To advance the early college movement, it's time to bring the framework to scale and make it available to students and communities across the nation.

May 30, 2018

At a Glance

To advance the early college movement, it’s time to bring the framework to scale and make it available to students and communities across the nation.

Contributors
Yuri Chang
Practices & Centers Topics

Early college high schools are going above and beyond in creating life-changing opportunities for our nation’s youth. Over a decade of compelling, longitudinal outcomes data and student success stories confirm that early college schools propel low-income youth, students of color, and first-generation college goers to graduate high school and attain postsecondary degrees. With the sixth annual Early College High School Week coming to a close, this year’s Week has shifted the spotlight from what Early College Designs can do to how we can advance the movement by bringing this potent framework to scale.

School districts across the country have been speaking up throughout the Week with their plans for early college expansion. In Ohio, JFF is working with district leaders and postsecondary partners to redesign all of Dayton Public Schools’ high schools based on the successfully redesigned Dunbar Early College High School, which opened its doors this past fall. Similarly in Michigan, Montcalm Community College is undertaking the goal of eventually including all seven of their public school districts into its early college program. The Texas Education Agency announced that a whopping total of 44 new early college schools will open during the upcoming school year. Georgia State University Early College also released a new video featuring its students.

With the early college movement gaining fast momentum, we’ve been hard at work amplifying its expansion to a national scale. The Week kicked off with a webinar featuring JFF’s latest report, Early College Expansion: Propelling Students to Postsecondary Success, at a School Near You, which delineates best practices for bringing Early College Designs to your community. Highlighted expansion recommendations from the report and webinar include:

  1. Integrating postsecondary approaches tailored to each early college school to create “college for all” culture.
  2. Strengthening partnerships with postsecondary institutions and state agencies by collaboratively tackling institutional barriers early college students may face.
  3. Utilizing creative budget repurposing for long-term sustainability of Early College Designs—a robust pattern across existing early college schools.
  4. Testing existing programs and gathering data longitudinally to determine which programs to model after and bring to scale.

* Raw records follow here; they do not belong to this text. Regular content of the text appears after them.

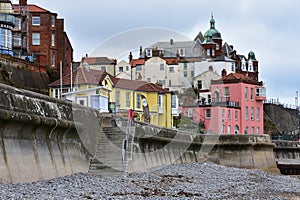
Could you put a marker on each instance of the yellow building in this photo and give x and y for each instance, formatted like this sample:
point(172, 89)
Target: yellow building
point(95, 88)
point(149, 102)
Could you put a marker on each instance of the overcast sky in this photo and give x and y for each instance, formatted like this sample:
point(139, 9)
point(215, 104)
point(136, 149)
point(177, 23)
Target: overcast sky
point(269, 28)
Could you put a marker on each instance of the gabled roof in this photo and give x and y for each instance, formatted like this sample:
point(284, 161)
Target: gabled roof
point(135, 62)
point(81, 76)
point(138, 85)
point(236, 78)
point(30, 8)
point(98, 60)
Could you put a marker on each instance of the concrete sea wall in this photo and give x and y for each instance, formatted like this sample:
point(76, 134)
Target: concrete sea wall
point(39, 138)
point(164, 147)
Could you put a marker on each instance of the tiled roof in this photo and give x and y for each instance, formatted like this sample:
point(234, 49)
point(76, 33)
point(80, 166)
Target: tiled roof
point(138, 85)
point(30, 8)
point(98, 60)
point(81, 76)
point(236, 76)
point(135, 62)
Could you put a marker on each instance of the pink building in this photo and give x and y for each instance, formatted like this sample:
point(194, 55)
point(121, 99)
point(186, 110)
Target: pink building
point(236, 106)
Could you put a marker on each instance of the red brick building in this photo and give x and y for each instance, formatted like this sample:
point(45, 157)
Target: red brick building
point(43, 35)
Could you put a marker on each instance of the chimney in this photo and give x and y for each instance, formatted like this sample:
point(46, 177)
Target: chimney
point(141, 50)
point(224, 73)
point(130, 57)
point(23, 2)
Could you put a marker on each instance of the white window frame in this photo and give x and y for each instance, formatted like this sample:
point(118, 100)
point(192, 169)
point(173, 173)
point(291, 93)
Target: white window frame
point(53, 39)
point(36, 38)
point(36, 20)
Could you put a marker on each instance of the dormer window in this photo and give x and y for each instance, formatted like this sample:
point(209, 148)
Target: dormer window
point(208, 52)
point(148, 52)
point(243, 65)
point(36, 21)
point(181, 52)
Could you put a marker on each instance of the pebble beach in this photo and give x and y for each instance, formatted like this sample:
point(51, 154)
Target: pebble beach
point(178, 181)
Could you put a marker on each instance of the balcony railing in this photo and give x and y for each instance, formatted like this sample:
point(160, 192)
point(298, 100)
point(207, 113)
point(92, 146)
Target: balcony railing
point(222, 101)
point(7, 19)
point(260, 94)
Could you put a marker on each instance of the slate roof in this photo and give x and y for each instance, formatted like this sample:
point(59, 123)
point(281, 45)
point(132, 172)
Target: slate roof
point(138, 85)
point(98, 60)
point(81, 76)
point(170, 50)
point(30, 8)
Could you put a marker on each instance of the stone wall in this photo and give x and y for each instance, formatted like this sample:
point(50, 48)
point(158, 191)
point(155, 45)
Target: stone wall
point(42, 137)
point(154, 147)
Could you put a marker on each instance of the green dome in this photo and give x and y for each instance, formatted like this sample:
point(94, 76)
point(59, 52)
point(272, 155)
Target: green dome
point(212, 32)
point(251, 55)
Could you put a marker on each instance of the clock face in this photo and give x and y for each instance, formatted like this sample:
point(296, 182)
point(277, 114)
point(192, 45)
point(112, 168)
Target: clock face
point(144, 102)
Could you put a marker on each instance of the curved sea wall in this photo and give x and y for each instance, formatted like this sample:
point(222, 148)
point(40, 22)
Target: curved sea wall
point(164, 147)
point(39, 138)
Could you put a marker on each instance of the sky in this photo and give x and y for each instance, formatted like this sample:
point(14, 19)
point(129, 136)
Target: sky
point(269, 28)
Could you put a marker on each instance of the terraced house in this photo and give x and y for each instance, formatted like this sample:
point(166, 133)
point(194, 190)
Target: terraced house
point(150, 102)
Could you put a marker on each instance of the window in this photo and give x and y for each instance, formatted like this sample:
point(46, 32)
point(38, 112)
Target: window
point(17, 40)
point(223, 128)
point(228, 129)
point(148, 52)
point(53, 59)
point(209, 98)
point(138, 68)
point(181, 52)
point(53, 20)
point(199, 84)
point(232, 67)
point(53, 39)
point(184, 66)
point(246, 93)
point(160, 101)
point(223, 113)
point(35, 38)
point(251, 94)
point(246, 113)
point(252, 113)
point(161, 67)
point(208, 52)
point(117, 97)
point(127, 99)
point(185, 74)
point(257, 114)
point(174, 101)
point(226, 92)
point(207, 113)
point(36, 21)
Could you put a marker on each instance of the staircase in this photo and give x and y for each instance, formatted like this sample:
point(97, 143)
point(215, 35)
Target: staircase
point(110, 158)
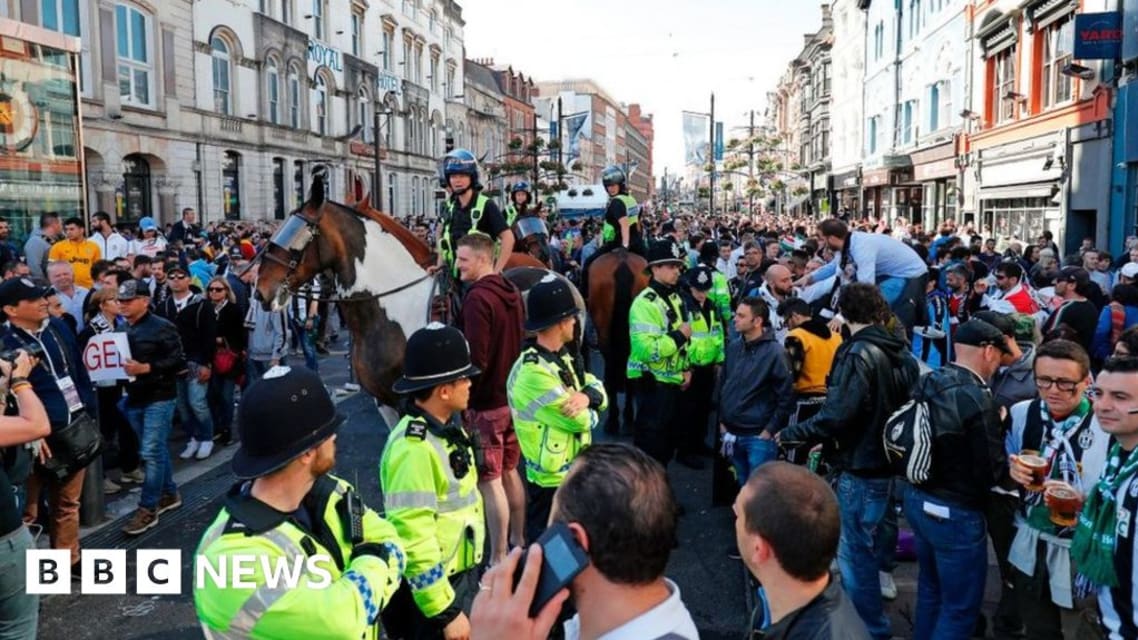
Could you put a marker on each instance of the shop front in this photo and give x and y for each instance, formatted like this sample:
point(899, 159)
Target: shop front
point(936, 175)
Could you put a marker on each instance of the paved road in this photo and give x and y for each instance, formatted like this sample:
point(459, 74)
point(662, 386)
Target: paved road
point(712, 585)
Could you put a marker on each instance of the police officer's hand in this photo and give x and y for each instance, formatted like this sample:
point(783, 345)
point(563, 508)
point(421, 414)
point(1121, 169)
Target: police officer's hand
point(576, 403)
point(500, 612)
point(459, 629)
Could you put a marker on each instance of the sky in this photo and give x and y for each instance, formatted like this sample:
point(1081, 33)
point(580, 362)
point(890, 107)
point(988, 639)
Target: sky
point(667, 55)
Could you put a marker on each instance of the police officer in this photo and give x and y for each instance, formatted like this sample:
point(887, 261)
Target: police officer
point(621, 220)
point(520, 197)
point(660, 331)
point(469, 210)
point(289, 509)
point(429, 478)
point(704, 355)
point(554, 401)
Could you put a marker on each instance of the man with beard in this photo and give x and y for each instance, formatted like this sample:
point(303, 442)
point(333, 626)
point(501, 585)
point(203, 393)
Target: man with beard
point(287, 505)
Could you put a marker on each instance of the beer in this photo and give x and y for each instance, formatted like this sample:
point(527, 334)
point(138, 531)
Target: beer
point(1064, 503)
point(1037, 465)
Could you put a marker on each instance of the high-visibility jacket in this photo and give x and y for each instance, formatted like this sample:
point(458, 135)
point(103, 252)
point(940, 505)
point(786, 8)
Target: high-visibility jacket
point(346, 608)
point(446, 247)
point(437, 511)
point(707, 342)
point(538, 386)
point(658, 347)
point(81, 255)
point(632, 211)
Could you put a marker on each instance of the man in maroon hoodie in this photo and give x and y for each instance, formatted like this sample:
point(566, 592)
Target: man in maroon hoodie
point(493, 314)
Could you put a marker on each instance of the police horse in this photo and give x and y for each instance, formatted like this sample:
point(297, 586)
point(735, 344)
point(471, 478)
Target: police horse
point(381, 280)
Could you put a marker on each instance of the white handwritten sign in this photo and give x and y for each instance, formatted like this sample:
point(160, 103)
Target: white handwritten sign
point(105, 357)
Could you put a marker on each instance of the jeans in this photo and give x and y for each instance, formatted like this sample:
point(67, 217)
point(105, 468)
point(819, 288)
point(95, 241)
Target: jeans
point(194, 405)
point(750, 453)
point(221, 400)
point(307, 345)
point(151, 423)
point(19, 613)
point(863, 503)
point(953, 556)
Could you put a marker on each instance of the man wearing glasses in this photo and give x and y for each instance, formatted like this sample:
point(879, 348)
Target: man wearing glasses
point(1060, 427)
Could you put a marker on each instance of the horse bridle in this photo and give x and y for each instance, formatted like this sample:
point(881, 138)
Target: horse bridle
point(297, 241)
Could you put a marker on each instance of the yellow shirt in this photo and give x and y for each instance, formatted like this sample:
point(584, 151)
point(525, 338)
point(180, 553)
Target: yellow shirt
point(81, 255)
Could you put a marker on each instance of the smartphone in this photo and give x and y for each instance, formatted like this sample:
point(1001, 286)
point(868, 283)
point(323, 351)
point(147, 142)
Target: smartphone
point(562, 559)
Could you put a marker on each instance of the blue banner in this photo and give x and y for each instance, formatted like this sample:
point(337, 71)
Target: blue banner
point(1097, 37)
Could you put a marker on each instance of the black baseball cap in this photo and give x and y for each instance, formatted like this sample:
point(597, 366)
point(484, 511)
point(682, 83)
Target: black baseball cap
point(978, 333)
point(15, 290)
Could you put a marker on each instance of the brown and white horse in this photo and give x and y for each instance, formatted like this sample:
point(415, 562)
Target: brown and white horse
point(382, 285)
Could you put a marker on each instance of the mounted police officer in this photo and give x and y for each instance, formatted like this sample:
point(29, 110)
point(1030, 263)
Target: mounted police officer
point(704, 355)
point(429, 477)
point(288, 508)
point(469, 211)
point(660, 333)
point(554, 401)
point(621, 220)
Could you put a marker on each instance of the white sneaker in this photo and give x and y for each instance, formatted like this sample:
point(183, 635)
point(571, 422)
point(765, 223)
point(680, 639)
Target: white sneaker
point(888, 587)
point(205, 450)
point(191, 448)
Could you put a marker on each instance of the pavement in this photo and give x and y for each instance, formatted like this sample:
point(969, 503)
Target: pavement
point(712, 585)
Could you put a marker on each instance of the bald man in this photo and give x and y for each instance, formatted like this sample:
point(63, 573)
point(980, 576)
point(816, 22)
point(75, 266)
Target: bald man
point(777, 286)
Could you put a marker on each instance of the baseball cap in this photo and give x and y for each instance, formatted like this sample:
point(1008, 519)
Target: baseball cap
point(133, 288)
point(978, 333)
point(15, 290)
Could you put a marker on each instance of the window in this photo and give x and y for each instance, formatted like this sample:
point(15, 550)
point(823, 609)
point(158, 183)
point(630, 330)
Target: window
point(294, 98)
point(279, 188)
point(386, 54)
point(1003, 84)
point(356, 33)
point(320, 95)
point(1057, 42)
point(135, 65)
point(231, 185)
point(273, 90)
point(221, 75)
point(318, 19)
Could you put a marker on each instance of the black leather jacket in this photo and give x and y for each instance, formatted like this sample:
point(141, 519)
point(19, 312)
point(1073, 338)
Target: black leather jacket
point(155, 342)
point(872, 376)
point(830, 616)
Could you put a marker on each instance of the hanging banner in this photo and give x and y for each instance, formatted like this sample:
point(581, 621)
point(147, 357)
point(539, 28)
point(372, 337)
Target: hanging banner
point(695, 139)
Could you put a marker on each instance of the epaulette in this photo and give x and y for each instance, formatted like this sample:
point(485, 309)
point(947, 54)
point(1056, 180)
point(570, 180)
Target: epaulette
point(417, 428)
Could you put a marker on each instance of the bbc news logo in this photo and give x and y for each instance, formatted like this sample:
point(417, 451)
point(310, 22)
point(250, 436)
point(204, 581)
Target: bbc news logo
point(158, 572)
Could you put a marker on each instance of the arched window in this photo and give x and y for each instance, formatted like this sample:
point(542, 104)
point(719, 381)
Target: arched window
point(219, 50)
point(231, 185)
point(135, 188)
point(320, 96)
point(273, 90)
point(294, 97)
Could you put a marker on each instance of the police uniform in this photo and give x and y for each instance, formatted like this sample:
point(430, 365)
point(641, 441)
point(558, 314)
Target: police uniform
point(704, 353)
point(539, 384)
point(281, 417)
point(429, 478)
point(659, 355)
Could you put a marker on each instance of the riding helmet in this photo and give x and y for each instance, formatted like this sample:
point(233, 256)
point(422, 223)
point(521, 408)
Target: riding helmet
point(547, 303)
point(435, 355)
point(613, 174)
point(281, 416)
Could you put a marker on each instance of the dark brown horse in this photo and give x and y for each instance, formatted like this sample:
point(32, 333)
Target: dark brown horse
point(613, 280)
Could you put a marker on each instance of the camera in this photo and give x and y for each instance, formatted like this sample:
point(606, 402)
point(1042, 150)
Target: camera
point(33, 350)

Early College High School Week has drawn voices from students, teachers, administrators, and partners from across the country. While Early College Designs have proven to be successful, the diversity in experiences shared throughout the Week exemplifies the model’s flexible and adaptable nature, further encouraging the idea that early college can be expanded to more districts. JFF extends a warm thank you to all the early college schools that contributed to another fantastic Week, and we invite you to bring these successes to your school by joining the movement.